Aqua, teinte des feuillages, colorée du ciel. Aqua troublée du vivant, une vie s’échappe, une autre guette. Tu es ventre, à la verte odeur, vif des gestes du vent, enceint d’infini. Tu es corps, chair et peau de lumière, souffle aux veines du monde.

Aqua, belle d’un temps inassouvi, soleil et silence fécondent ton éternité.

 

Les saisons et le vent feront le reste

Le temps : une éternité de terre, mais à l’homme : sable où demain se dérobe. Les saisons qui cernent n’y peuvent rien ni même le vent. Que donner à ce passant si ce n’est des voix animales, des poèmes sauvages, tohu-bohu du vivre et mourir. De sa juste mesure, le temps avance. Il est sans besoin d’être et son pas à force loi. Face à lui, l’homme a si peu, juste le nécessaire, parfois moins, un moins qui le ronge.

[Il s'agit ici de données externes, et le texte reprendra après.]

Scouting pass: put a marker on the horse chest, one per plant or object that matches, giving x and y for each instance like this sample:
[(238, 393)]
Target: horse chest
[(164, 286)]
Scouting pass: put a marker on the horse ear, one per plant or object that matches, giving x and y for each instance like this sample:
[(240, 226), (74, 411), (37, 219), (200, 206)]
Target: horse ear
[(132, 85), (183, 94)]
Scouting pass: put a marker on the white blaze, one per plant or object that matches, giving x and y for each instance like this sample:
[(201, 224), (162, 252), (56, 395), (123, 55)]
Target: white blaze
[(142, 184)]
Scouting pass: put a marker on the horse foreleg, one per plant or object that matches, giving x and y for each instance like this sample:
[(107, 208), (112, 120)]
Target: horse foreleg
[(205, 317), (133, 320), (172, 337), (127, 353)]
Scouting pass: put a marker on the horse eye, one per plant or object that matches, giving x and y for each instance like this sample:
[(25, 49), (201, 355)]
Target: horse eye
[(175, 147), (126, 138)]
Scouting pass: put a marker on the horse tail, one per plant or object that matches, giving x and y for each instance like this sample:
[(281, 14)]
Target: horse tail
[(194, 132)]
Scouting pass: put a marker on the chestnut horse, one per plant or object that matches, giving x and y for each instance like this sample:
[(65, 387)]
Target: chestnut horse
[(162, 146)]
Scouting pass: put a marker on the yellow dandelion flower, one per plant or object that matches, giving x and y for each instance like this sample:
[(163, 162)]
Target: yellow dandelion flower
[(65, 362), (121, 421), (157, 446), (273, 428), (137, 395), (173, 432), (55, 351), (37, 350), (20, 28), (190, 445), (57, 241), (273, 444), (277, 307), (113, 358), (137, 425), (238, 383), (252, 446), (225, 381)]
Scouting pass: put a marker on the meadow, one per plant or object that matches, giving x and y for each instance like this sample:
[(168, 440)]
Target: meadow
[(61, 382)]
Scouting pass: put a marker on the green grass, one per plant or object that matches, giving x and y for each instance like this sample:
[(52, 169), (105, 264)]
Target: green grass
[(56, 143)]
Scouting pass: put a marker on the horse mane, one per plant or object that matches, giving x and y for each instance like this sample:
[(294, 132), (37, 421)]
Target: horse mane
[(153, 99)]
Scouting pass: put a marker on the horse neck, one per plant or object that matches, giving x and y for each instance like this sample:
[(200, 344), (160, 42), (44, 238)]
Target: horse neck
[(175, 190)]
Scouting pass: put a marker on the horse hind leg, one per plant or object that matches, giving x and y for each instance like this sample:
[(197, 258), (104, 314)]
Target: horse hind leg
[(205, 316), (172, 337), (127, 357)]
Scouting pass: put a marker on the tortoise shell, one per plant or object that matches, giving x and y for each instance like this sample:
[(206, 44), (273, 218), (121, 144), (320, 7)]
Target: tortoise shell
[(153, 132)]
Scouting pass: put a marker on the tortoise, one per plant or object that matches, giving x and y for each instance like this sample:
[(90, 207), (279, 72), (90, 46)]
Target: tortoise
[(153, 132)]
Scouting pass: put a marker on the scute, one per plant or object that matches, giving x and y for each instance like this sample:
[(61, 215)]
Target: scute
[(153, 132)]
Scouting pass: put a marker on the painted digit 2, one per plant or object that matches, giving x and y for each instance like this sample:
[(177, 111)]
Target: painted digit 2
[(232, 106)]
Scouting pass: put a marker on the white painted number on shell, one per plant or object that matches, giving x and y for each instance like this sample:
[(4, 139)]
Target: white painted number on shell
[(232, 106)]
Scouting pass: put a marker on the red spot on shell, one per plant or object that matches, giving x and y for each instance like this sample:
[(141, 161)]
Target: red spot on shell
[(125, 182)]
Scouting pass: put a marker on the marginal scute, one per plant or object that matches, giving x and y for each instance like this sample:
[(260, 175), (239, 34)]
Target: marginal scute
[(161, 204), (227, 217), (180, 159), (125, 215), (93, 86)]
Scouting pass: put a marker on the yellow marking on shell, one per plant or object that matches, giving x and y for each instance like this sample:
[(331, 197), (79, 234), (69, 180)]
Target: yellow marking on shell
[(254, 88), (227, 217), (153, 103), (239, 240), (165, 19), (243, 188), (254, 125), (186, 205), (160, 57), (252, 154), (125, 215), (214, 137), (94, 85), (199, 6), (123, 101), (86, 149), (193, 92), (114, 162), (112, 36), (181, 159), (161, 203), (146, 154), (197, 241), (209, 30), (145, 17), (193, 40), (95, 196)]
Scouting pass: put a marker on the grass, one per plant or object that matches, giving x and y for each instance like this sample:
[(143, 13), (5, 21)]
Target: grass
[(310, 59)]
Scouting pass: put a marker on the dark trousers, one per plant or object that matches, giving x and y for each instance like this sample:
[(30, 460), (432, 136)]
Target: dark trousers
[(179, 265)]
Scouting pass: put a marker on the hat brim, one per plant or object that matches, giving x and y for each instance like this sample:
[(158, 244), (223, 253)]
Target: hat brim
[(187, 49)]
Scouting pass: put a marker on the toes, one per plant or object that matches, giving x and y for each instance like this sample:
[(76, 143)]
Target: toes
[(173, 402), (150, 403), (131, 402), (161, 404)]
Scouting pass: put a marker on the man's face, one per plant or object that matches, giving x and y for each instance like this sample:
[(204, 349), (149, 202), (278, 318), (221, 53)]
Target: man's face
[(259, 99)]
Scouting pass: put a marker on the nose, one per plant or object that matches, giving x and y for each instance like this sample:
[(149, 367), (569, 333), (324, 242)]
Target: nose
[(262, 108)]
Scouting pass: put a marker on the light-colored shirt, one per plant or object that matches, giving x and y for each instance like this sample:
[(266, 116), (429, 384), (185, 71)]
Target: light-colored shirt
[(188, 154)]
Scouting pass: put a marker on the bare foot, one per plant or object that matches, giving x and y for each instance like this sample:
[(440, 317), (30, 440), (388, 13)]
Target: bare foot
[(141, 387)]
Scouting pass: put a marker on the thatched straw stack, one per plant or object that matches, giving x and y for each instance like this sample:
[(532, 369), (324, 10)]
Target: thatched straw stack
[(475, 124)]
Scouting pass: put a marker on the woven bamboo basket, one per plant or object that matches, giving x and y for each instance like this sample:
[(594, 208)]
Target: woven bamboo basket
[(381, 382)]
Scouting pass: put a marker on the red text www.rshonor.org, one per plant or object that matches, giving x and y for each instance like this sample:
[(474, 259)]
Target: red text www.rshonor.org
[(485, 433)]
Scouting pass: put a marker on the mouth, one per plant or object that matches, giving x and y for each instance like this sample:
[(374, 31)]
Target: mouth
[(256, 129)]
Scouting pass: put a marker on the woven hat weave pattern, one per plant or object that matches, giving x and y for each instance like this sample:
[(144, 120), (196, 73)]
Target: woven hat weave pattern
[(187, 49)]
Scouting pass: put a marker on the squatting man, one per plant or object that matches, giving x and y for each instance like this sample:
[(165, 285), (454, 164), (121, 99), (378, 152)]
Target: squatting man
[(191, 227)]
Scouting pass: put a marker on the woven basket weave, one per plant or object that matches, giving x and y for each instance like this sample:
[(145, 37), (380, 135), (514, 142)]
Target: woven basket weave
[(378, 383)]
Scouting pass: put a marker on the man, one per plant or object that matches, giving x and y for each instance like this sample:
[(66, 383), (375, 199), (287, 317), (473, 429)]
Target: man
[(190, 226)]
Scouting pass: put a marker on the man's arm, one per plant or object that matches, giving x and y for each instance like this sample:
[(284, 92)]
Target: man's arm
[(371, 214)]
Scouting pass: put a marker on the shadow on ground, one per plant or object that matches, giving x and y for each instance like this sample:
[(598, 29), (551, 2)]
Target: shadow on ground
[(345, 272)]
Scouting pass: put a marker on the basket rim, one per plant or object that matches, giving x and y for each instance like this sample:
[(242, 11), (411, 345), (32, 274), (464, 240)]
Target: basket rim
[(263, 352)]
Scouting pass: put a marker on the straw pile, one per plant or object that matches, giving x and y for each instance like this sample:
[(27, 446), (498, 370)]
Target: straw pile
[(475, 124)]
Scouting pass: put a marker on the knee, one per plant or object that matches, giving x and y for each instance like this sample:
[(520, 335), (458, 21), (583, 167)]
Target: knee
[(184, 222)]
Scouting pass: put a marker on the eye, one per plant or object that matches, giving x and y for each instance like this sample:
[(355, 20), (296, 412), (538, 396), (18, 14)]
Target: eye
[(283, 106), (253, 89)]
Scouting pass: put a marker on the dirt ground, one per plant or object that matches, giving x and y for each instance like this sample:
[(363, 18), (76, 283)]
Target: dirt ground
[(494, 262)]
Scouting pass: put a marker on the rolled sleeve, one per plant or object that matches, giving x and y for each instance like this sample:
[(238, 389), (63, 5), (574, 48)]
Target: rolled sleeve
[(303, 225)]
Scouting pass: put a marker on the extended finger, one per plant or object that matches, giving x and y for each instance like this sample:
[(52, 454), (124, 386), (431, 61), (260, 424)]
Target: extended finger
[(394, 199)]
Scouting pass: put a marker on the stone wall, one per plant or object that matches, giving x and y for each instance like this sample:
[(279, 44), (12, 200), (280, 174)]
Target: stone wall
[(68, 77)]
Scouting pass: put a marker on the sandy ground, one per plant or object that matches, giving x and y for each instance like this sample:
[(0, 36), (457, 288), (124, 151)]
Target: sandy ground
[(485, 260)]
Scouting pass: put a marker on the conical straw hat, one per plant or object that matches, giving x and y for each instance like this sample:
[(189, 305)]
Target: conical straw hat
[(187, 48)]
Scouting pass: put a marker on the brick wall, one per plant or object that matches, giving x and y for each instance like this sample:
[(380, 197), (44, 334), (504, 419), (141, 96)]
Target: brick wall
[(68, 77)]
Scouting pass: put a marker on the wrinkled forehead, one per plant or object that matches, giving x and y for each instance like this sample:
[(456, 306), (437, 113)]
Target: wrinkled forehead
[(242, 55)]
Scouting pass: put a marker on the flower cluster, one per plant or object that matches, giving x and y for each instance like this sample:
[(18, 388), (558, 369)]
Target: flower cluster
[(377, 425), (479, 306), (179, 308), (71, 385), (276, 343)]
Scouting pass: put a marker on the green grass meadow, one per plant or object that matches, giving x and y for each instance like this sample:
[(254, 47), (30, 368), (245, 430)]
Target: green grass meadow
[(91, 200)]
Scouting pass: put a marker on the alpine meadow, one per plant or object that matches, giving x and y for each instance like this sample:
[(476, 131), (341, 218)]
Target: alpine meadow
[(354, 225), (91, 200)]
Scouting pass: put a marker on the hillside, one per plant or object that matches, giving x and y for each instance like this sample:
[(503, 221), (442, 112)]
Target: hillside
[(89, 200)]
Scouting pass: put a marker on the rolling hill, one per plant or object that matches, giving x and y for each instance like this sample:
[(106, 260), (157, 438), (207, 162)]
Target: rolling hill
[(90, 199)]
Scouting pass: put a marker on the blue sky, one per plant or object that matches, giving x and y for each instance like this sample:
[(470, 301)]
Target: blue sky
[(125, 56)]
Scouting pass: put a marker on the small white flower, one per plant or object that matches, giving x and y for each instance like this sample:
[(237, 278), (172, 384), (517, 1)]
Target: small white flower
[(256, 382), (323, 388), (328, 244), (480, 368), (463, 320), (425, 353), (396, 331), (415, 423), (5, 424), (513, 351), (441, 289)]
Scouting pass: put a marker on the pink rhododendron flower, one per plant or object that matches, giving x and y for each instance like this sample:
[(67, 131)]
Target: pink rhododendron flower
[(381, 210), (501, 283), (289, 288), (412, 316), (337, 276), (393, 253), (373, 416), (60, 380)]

Prête à sourdre des arbres : la langue de ce qui n’existe plus. Les saisons et le vent feront le reste, accueillant seuls les oiseaux.

L’arbre éclot ses bourgeons en pluie, vague d’argent tombant au sol. Le saule se couvre de plumes. Le silence a ses trilles, traces aiguës du jour. Un chant pour un cri. Un matin pour une naissance.

Corps, d’ombre, de lumière, du premier au dernier, tous, parcelles de ce qui fut perdu. Être le bourgeon, l’écorce, la plume. Être la barque, quittant pour trouver. Prendre le parti du voyage. Vivre l’éternité de la terre, cet horizon de l’homme où le temps est un fleuve.

 Accueillant tous les chants, les saisons et le vent feront le reste.

 

Ombres sur le jour

Le vent écrase le bleu en une longue traîne tisonnée de soleil. Pareil à la pierre du lavoir, le ciel a la transparence d’un ruisseau proche du sec. Aucune ombre sur le jour seul le zénith. Aucune manne sur la faim, seul un pain de soif.

Ramassé sur lui-même, le pays tend le dos. Il n’a jamais eu de trop. Il est de peu. Nul n’aura raison de lui ni le vent ni le soleil. Face à ce qui le dévore, il est de silence. De jour en jour, il abandonne ses parures, rassemble ses forces, sacrifie jusqu’à son corps désormais poussière. Alors, pour demain et ses fruits, à la terre, retourne son sang et se mêle au sommeil de l’eau.

Nous-mêmes sans et de peu, peau d’écorché sur le maigre des os. Pétris à sable et à cendre, assaillis du vent, brûlés du soleil, nous allons. Parfois, nos regards se brisent d’une révolte. Alors, maudissant le temps, tranchant au bleu du ciel le lien, nous courons à l’épuisement dans l’ignorance de nous-mêmes et de demain. Infertiles sont nos larmes, infertile est notre sang, loin du sommeil de l’eau, nos rêves s’égarent.

Ombres sur le jour, ombres pesantes de leur peu, ce poids de vie qui les hante, nous-mêmes : Sisyphe, nous allons obsédant le monde de nos pas.